The emergency law also permitted the takeover to proceed without shareholder approval, which is perhaps the most contentious aspect.
Legge suggested that the failure should act as a wake-up call and that new legislation to enhance corporate governance may be introduced.
In contrast to countries like Britain where senior managers may face criminal penalties, Switzerland has few mechanisms for holding top bankers individually accountable for mismanagement.
Politicians and labor groups have also expressed their displeasure with the rescue, which may require the taxpayer to foot the bill for losses of up to 9 billion francs.
Since banking secrecy began to wane as other nations sought to crack down on citizen tax evasion, Switzerland's oversized banking sector has been under pressure.
According to IMF data, the financial sector's contribution to the Swiss economy has also decreased, dropping from 9.9% of Swiss GDP in 2002 to 8.9% in 2022 as sectors like pharmaceuticals gained importance in a nation with the third-highest GDP per capita in the world.
According to BAK Economics, a Swiss research organization, the banking industry would be spared the worst effects of the scandal. Although the effect on the overall economy would be minimal, it was estimated that up to 12,000 Swiss jobs could be lost.

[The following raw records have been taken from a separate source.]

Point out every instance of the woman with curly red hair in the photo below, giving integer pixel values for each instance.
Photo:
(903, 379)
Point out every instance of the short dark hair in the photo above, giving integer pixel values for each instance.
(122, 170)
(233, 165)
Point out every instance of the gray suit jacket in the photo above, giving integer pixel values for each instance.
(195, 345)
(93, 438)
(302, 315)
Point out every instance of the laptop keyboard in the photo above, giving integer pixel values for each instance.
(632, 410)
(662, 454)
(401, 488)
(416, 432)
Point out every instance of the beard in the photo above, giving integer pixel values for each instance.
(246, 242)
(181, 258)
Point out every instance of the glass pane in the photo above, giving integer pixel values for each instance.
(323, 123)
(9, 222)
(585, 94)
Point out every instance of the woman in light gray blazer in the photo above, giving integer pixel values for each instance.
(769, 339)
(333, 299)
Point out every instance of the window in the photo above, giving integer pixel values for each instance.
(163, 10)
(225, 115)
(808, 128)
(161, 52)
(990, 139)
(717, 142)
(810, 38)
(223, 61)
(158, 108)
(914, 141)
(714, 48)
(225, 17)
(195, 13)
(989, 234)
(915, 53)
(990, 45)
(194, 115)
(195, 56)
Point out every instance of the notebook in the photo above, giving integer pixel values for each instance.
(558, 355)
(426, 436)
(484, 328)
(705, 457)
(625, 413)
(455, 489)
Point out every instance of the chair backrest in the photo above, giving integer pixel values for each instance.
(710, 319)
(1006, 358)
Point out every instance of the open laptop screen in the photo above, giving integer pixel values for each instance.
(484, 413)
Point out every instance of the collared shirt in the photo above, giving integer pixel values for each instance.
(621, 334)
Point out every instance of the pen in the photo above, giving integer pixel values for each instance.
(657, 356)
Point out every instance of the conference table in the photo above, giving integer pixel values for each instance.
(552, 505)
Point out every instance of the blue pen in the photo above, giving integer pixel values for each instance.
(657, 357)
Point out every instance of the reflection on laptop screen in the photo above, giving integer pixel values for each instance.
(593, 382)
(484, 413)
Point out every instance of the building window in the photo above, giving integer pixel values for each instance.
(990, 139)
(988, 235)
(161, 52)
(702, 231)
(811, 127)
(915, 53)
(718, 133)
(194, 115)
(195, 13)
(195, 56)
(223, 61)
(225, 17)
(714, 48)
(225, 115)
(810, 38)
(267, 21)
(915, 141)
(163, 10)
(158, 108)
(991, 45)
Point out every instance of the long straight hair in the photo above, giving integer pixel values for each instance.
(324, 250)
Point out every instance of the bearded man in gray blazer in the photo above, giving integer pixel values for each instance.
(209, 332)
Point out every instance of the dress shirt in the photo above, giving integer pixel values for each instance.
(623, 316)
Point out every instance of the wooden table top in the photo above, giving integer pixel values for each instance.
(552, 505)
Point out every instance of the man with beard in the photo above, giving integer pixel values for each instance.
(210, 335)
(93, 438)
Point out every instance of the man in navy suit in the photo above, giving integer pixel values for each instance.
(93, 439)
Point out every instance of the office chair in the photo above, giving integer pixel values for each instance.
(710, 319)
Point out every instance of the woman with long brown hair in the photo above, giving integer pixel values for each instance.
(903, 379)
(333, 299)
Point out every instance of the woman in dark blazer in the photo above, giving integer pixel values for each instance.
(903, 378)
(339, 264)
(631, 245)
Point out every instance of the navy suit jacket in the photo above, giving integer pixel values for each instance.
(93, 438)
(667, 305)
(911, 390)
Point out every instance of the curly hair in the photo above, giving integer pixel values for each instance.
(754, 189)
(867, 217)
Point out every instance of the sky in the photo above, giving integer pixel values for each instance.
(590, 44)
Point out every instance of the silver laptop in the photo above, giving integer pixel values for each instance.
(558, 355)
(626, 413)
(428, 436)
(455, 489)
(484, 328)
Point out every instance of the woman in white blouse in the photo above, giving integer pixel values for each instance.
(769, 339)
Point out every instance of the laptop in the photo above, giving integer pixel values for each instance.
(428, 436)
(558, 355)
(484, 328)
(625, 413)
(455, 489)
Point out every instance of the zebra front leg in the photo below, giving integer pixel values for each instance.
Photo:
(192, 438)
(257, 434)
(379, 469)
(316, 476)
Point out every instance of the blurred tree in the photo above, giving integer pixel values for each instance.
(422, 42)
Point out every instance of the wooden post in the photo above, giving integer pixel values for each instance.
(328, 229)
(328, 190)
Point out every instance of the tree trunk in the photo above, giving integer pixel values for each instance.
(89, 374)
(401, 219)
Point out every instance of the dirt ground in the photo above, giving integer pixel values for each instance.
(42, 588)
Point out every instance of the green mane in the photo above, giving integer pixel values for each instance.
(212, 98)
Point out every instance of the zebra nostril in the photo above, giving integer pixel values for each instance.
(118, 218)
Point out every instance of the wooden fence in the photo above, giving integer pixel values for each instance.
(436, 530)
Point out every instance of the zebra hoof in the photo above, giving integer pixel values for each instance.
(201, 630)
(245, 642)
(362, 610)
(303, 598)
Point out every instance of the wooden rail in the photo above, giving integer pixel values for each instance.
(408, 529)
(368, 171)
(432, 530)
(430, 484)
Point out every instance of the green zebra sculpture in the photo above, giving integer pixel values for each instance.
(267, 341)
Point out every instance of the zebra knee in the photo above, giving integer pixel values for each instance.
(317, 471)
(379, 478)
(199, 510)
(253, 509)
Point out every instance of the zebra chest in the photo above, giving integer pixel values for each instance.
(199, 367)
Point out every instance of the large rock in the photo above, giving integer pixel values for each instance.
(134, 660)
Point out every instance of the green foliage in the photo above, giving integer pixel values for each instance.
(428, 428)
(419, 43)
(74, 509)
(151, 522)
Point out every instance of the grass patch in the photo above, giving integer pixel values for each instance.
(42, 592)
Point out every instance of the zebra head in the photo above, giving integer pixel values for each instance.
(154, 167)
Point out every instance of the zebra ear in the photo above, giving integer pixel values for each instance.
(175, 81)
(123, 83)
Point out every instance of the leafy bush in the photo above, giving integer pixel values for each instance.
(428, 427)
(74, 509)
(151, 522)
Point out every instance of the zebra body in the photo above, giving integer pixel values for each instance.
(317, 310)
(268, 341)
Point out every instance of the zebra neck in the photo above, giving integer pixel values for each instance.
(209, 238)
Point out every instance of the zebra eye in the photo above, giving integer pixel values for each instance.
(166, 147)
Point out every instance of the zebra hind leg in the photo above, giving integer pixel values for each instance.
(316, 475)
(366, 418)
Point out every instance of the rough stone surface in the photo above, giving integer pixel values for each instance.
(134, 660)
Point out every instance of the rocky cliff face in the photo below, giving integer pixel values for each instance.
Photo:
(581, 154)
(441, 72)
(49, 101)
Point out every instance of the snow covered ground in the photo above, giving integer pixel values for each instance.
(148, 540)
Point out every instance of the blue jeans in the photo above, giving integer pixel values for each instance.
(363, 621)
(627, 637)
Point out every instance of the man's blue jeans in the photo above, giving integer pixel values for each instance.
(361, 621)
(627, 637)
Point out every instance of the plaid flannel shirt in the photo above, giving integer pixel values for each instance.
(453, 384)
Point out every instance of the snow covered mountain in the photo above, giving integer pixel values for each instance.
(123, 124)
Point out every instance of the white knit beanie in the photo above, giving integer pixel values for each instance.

Since banking secrecy began to wane as other nations sought to crack down on citizen tax evasion, Switzerland's oversized banking sector has been under pressure.
According to IMF data, the financial sector's contribution to the Swiss economy has also decreased, dropping from 9.9% of Swiss GDP in 2002 to 8.9% in 2022 as sectors like pharmaceuticals gained importance in a nation with the third-highest GDP per capita in the world.
According to BAK Economics, a Swiss research organization, the banking industry would be spared the worst effects of the scandal. Although the effect on the overall economy would be minimal, it was estimated that up to 12,000 Swiss jobs could be lost.
"I think it's only a matter of time."